Вместе со свитой Матильды приехал в замок и Ив. Спешившись, он повел своего коня в стойло, с несомненным намерением тут же броситься на поиски брата Кадфаэля. Юноше и монаху было о чем поговорить.
Они сидели рядом на узкой койке в каморке Кадфаэля, наперебой рассказывая друг другу обо всем, что произошло с момента их расставания возле сухой лозы, всего и двадцати ярдах от ходившего по стене караульного. — Я, конечно, еще вчера слышал, — промолвил раскрасневшийся от удивления и возбуждения Ив, — что Филипп исчез, словно сквозь землю провалился. Но как это могло случиться? Если он был ранен, да так, что лежал пластом… Но так или иначе, его исчезновение уберегло ее от разрыва с графом, а то и от… от худшего. Что там говорить, оно спасло ее! Но как это произошло? Как? — Ив говорил несколько бессвязно, простодушно радуясь столь удачному исходу, но как только завел речь об Оливье, стал серьезен. — Но, Кадфаэль, что с Оливье? Где он? Я рассчитывал увидеть его здесь. Я уж и у Богуна спрашивал, нашли ли в замке узников, но он ответил, что здесь никого не было.
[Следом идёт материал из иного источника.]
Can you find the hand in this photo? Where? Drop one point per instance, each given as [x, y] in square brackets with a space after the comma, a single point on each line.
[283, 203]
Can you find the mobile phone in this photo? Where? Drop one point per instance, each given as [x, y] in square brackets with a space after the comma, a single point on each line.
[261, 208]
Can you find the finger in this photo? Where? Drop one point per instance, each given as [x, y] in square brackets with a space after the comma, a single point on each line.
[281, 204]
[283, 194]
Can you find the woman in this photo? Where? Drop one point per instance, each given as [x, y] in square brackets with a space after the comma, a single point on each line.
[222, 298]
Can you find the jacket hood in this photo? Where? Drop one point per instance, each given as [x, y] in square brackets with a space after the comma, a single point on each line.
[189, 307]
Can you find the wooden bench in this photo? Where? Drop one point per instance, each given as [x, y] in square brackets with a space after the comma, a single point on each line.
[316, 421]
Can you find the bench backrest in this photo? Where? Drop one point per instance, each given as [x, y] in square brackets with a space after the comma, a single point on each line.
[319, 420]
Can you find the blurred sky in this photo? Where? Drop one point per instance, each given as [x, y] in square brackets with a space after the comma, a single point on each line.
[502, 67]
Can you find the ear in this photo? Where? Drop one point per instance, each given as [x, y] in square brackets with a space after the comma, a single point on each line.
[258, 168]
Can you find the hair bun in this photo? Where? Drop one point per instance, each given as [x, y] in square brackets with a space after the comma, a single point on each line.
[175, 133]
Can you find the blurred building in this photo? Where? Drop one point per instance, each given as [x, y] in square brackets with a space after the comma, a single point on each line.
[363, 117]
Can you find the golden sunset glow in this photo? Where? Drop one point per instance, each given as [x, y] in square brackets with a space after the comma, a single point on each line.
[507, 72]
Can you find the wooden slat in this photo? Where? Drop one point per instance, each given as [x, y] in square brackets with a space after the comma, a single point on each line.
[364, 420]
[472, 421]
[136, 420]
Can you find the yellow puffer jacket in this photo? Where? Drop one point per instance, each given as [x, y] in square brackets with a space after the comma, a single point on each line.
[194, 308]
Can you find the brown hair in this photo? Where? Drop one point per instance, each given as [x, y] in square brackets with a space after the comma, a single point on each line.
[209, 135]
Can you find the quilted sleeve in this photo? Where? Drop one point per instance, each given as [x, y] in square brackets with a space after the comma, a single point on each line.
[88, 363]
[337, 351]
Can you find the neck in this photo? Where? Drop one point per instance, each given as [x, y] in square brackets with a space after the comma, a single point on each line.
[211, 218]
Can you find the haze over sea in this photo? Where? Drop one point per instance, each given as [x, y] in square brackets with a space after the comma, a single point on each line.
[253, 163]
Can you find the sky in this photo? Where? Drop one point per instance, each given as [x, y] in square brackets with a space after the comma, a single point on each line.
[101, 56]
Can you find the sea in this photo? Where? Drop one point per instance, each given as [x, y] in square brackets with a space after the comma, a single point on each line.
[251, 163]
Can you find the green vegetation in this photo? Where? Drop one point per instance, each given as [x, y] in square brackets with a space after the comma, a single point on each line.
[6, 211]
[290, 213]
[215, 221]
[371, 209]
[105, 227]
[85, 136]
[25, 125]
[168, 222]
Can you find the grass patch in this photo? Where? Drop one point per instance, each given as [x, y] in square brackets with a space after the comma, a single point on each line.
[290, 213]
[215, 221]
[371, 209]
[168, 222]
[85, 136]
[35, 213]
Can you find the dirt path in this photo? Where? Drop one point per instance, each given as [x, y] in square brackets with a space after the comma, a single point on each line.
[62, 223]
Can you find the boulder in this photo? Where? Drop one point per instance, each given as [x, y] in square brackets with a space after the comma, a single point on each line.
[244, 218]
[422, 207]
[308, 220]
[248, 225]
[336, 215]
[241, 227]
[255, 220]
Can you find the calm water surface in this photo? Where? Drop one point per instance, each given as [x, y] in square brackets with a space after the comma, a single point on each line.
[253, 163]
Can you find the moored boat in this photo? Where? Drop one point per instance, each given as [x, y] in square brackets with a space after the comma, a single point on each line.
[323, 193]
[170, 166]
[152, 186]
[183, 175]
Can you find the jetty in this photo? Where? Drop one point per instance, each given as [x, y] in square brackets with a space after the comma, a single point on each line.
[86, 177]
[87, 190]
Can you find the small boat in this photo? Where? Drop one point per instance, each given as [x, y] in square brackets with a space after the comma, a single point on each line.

Но ведь Филипп говорил нам, что Оливье здесь!
— Филипп никогда не лжет, — промолвил Кадфаэль, повторив то, что говорили о Фицроберте даже его враги. — Правда, Ив, никогда. И нам он тоже не солгал. Оливье действительно находился здесь, в подземелье одной из башен. Ну а сейчас, если все сложилось хорошо — а почему бы и нет, ведь у него есть друзья в этих краях, — он должен быть уже в Сайренчестере, в августинском аббатстве.
— Значит, ты освободил его еще до падения замка? Но почему он ушел, ведь у ворот стояло войско императрицы? Его товарищи!
— Я его не освобождал, — терпеливо пояснил Кадфаэль. — Когда Филиппа ранило, он, заботясь о своих людях, передал командование Кэмвилю и приказал тому выторговать для гарнизона наилучшие условия и сдать замок.
— Зная, что ему не будет пощады? — спросил Ив.
— Да. Я рассказал ему все, что узнал от тебя. Но он знал и то, что она отпустит всех остальных, лишь бы только заполучить его. Не забыл он и про Оливье — вручил мне ключи от темницы и велел освободить его. Так я и сделал, а потом вместе с Оливье отправил Филиппа к сайренчестерским братьям. Надеюсь, что с Божией помощью он благополучно добрался туда и со временем оправится от ран.
— Но как? Как ты вывез его за ворота, если их уже охраняла стража Фицгилберта? И сам Филипп? Неужто он согласился бежать?
— У него не было выбора, — пояснил Кадфаэль. — Он почитай все время оставался в забытьи, а когда пришел в себя, только и успел, что приказать купить жизни своих людей ценой своей собственной. Он был без сознания, когда я обрядил его в саван и вынес из замка вместе с мертвецами. Чудно — нести его мне помогал один из людей Фицгилберта. А Оливье выскользнул еще ночью, воспользовавшись сумятицей во время очередного приступа, и отправился в Уинстон, на мельницу, где раздобыл повозку. Среди бела дня он и уинстонский мельник явились к замку, сделали вид, будто опознали в Филиппе своего родича, погибшего в бою, и попросили разрешения забрать его тело домой. Само собой, они его получили.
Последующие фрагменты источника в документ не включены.